TECERO.- Costas del recurso de apelación.

Conforme dispone el artículo 398 de la LEC , en su apartado 2, en caso de estimación total o parcial de un recurso de apelación, extraordinario por infracción procesal o casación, no se condenará al pago de las costas del recurso a ninguno de los litigantes.

VISTOS los preceptos legales invocados, sus concordantes y demás de aplicación.

Fallo

Se estima el recurso de apelación interpuesto por D. Jose Ignacio y Dª Casilda contra la sentencia de fecha 2 de septiembre de 2016 , dictada en los autos ya reseñados, y, en su consecuencia, se REVOCA únicamente para dejar sin efecto su pronunciamiento sobre costas procesales y, en su lugar, se ACUERDA condenar a la demandada al pago de las costas de la primera instancia.

Todo ello sin expresa imposición de las costas generadas por el recurso de apelación interpuesto.

Se acuerda devolver al apelante/s el importe que se hubiera consignado como depósito para recurrir.

MODO DE IMPUGNACIÓN: contra esta resolución cabe interponer recurso de casación ante este tribunal, únicamente por la vía del interés casacional, y, en su caso y en el mismo escrito, recurso extraordinario por infracción procesal, a presentar en el plazo de veinte días a contar desde el siguiente a su notificación.

Conforme a la D.A. decimoquinta de la L.O.P.J ., para la admisión del recurso de casación se deberá acreditar haber constituido un depósito de 50 euros en la cuenta de depósitos y consignaciones de este órgano judicial, y otros 50 si también se interpone recurso extraordinario por infracción procesal, salvo que el recurrente sea: beneficiario de justicia gratuita, el Ministerio Fiscal, el Estado, Comunidad Autónoma, entidad local u organismo autónomo dependiente.

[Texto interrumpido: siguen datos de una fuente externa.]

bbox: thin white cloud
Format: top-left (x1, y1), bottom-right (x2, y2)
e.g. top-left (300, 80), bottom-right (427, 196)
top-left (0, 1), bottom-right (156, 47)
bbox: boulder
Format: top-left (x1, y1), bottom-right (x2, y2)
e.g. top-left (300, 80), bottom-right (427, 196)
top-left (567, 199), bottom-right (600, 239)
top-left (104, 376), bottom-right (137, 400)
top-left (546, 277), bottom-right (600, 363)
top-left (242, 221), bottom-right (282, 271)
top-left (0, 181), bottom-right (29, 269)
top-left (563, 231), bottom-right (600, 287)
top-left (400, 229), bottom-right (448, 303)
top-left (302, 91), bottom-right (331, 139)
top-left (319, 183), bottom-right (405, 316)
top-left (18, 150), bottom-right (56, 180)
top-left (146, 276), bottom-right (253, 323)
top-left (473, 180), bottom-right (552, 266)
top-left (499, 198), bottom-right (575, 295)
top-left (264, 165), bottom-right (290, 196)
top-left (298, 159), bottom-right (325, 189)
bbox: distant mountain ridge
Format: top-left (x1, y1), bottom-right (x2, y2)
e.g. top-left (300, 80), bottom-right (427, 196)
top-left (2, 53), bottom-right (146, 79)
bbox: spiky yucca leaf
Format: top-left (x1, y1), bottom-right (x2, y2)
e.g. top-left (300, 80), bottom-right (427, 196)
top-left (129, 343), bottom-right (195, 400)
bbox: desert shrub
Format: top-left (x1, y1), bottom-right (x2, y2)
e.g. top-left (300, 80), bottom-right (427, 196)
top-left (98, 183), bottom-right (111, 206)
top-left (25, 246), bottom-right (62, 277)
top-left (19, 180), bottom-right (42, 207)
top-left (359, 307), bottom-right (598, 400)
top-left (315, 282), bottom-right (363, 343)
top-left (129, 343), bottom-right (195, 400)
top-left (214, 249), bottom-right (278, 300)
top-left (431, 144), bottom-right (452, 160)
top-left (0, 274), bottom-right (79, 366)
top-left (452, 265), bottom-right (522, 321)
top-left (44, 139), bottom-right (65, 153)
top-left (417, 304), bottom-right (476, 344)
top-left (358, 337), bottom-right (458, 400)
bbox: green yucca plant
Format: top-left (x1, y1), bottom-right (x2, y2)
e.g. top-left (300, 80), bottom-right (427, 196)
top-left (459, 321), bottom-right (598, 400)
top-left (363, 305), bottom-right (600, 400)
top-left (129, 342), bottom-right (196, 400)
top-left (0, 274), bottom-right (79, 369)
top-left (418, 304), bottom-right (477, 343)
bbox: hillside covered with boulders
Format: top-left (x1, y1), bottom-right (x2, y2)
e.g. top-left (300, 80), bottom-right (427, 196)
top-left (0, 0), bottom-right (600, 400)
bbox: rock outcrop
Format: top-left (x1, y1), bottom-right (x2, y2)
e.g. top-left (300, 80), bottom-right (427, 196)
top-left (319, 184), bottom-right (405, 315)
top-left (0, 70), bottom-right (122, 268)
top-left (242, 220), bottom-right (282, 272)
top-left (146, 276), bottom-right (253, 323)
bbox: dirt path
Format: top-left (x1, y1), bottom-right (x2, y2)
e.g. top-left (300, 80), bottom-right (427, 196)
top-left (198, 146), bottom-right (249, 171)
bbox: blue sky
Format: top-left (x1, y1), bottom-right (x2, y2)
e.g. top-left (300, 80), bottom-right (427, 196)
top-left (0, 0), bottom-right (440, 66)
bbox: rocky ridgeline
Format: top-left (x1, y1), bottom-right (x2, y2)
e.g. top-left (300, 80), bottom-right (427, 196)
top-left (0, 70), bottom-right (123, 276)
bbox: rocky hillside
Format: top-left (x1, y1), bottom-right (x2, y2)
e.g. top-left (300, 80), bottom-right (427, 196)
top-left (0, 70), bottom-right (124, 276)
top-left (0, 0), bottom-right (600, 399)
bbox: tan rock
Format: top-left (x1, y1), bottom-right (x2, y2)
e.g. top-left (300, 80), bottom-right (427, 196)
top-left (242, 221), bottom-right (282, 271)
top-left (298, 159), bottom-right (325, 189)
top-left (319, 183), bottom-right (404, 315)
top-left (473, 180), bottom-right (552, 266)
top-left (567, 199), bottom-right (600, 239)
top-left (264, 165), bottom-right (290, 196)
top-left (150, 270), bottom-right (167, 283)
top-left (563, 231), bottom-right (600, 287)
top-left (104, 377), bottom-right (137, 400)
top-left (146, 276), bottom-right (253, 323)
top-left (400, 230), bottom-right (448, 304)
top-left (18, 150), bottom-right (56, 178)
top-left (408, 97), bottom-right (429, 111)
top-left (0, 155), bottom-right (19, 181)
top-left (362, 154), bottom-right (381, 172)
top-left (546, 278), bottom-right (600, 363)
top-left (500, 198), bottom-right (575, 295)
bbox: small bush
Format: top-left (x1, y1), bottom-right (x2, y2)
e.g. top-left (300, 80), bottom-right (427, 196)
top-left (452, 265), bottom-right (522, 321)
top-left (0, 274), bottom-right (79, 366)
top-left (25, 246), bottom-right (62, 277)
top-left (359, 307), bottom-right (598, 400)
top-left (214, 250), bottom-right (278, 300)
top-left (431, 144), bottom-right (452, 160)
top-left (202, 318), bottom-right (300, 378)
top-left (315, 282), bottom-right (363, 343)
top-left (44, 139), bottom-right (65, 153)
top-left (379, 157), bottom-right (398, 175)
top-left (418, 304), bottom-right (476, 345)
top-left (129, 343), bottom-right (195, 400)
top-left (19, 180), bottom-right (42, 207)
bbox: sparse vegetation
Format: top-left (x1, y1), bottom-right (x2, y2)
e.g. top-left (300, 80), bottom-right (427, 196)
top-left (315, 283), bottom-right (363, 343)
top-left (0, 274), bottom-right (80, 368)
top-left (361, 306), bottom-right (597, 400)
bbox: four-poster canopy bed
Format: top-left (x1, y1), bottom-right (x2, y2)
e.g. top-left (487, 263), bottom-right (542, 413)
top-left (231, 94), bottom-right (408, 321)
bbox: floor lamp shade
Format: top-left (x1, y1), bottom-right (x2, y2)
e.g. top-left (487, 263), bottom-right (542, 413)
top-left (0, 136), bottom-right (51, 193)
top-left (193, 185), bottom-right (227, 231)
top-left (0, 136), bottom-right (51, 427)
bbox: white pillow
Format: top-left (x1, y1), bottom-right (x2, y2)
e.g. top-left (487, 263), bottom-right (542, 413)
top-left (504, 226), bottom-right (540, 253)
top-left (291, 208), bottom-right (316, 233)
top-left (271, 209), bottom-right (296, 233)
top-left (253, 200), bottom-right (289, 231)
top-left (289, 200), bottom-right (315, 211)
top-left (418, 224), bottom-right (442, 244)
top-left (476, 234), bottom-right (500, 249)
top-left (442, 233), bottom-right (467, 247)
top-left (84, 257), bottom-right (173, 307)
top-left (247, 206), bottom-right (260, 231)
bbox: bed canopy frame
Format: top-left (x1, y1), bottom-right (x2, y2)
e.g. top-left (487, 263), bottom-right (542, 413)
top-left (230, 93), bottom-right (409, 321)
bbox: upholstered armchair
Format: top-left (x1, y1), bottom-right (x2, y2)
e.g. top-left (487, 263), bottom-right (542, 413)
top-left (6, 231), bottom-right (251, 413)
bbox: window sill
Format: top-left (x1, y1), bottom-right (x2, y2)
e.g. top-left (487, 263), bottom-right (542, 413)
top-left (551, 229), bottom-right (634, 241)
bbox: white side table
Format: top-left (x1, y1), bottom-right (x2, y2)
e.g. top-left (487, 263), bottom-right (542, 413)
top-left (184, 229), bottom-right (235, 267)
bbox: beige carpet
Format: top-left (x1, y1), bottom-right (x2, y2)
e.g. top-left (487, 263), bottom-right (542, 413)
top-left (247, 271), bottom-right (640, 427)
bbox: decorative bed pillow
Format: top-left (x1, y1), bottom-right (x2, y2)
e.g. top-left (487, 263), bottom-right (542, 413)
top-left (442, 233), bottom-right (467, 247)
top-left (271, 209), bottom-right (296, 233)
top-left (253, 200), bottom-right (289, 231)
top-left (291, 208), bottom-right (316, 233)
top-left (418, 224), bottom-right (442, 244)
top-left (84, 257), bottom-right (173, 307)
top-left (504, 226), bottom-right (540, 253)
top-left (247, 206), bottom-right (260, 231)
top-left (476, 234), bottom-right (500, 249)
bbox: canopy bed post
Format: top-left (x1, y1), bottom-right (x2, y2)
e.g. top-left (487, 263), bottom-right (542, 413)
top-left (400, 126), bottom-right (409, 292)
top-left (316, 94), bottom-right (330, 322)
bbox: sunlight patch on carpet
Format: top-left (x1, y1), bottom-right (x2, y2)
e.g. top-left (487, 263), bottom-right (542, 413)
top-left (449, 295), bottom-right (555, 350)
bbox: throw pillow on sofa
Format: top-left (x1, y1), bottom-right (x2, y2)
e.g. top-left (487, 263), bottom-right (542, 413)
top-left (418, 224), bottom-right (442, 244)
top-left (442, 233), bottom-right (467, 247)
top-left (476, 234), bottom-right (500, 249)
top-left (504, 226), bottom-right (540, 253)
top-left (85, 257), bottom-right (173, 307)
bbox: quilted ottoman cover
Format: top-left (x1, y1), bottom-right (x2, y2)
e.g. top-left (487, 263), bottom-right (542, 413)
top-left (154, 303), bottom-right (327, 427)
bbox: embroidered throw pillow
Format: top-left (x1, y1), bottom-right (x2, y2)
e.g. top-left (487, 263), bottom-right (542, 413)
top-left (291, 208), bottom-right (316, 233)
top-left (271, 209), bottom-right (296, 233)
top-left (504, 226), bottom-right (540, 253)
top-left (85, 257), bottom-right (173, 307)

El depósito deberá constituirlo ingresando la citada cantidad en el BANCO DE SANTANDER, S.A., en la cuenta de este expediente 2121 0000.

Notifíquese esta resolución a las partes y llévese el original al libro correspondiente, y remítanse las actuaciones al Servicio Común de Ordenación del Procedimiento para continuar con su sustanciación.

Así por esta nuestra Sentencia, juzgando en apelación, lo pronunciamos, mandamos y firmamos.